The answer appears to be sporadic connection hangs. The median response time for the parallelized page is lower than the default page, but a higher incidence of outliers skews the median and leads to the increased variability. Looking at the outliers, I typically see a section of the page load that looks like this:
Here we see 2 object downloads taking more than 8 seconds to complete. The average response time for an entire page is around half of a second, so this is a huge outlier. I see these outliers on between 5 and 10% of the test runs for the 18 connection page, but I never seen any comparably high outliers for the 6 connection version.
Below is a revised version of the test averages taken by removing outliers:
Note that the parallelized version is now consistently faster than the default. As expected, the outliers are responsible for the counterintuitive poor performance of the parallelized page.

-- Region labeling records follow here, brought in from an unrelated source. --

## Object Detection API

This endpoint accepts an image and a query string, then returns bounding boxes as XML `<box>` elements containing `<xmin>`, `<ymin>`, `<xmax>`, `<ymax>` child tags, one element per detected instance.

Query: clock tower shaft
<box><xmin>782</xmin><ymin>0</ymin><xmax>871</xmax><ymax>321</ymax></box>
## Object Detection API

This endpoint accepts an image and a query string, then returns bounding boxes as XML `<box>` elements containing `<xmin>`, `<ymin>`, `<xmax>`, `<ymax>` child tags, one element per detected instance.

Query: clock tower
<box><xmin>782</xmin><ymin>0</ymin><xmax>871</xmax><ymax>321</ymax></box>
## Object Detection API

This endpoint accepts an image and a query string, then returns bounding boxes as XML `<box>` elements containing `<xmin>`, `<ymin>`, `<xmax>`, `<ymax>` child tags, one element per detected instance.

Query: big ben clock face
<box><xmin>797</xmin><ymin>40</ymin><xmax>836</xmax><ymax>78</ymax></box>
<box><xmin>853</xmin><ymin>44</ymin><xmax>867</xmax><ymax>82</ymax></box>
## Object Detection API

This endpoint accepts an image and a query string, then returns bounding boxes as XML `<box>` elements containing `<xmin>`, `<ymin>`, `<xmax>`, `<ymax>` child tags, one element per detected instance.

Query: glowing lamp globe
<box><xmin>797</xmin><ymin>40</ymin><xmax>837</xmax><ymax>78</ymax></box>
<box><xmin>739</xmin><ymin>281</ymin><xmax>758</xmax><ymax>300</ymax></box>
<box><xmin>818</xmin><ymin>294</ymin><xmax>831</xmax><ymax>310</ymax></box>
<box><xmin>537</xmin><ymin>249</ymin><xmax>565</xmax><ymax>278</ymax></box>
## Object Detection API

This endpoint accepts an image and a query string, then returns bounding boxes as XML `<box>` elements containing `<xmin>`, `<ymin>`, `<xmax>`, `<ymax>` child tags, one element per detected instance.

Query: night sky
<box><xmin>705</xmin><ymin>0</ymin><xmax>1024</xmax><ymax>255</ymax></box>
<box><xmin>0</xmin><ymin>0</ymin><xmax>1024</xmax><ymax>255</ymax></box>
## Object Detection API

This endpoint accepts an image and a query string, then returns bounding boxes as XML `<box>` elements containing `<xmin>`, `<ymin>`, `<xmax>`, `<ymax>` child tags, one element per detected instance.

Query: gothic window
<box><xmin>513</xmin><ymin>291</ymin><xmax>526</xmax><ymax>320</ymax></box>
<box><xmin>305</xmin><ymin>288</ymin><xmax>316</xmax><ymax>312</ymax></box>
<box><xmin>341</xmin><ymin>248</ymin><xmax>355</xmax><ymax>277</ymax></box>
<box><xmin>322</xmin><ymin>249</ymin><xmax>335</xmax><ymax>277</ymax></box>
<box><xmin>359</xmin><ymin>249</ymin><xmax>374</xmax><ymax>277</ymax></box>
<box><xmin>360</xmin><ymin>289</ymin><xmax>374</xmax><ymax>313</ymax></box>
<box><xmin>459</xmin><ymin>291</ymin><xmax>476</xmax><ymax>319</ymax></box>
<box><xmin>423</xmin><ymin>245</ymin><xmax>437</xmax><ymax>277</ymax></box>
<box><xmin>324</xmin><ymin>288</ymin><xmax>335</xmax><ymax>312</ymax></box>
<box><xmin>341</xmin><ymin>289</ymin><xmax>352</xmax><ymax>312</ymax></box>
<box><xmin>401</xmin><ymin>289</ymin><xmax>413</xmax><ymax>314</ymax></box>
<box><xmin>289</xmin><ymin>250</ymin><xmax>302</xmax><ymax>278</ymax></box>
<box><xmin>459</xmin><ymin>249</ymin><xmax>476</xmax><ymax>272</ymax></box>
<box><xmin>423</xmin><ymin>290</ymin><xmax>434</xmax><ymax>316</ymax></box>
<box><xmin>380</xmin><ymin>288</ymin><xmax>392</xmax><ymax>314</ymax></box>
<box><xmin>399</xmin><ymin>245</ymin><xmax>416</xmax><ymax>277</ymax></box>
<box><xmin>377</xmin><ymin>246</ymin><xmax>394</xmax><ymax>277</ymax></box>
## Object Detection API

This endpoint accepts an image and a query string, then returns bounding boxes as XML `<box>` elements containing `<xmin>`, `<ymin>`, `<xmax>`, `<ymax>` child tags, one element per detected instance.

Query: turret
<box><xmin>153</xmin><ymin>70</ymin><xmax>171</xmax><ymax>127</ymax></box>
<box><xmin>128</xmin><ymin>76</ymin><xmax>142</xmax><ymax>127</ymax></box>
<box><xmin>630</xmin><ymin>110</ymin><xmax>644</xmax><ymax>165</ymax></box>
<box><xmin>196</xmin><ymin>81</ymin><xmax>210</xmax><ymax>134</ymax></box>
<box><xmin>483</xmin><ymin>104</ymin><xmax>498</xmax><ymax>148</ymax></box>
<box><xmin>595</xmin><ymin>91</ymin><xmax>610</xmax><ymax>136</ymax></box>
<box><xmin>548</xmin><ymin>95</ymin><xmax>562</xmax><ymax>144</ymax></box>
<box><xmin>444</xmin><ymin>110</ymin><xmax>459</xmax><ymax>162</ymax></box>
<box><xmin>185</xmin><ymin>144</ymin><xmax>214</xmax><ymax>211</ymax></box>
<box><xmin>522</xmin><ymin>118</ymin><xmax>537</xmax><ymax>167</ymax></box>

I suspect that my hosting provider (Dreamhost) simply can’t keep up with the dramatic increase in connection parallelism. 18 connections is simply too much of a good thing, and it will present a scaling problem for those who are on small to medium hosts. 10 users hitting at the same time will yield 180 concurrent connections, a pretty significant number for smaller providers.
[Note: This objection was anticipated and handled by the IE team. See below.] Dial-up and cellular network users are also likely to be negatively impacted by this change. In the high broadband world where latency is the dominant factor, greater connection parallelism is a boon. But in bandwidth constrained networks, it just leads to thrash where progress is slowed by all the connections trying to share a small pipe.
I’m curious what sort of testing Microsoft has conducted to determine the impact of this change. The connection parallelism approach is used widely (including by the Virtual Earth team), and some servers may not be ready for the increase. My tests were conducted against only one host, but if similar results are experienced elsewhere, this may fall under the rubric of “don’t break the web.”
My advice to anyone who is using the connection parallelism trick is to perform a similar analysis of your application before IE8 is released. The new connection levels will create greater strain on your servers, and that may lead to occasional performance hiccups for your users. There are a few different approaches you can take to dealing with this change, but the most important first step is to understand the extent to which your application is impacted.
Update: Kris Zyp and Steve Souders have pointed out that IE8 will use 2 connections per host for dial-up users. This nicely addresses that concern, but the concern about 18 connections for pages using the CNAME approach still stands.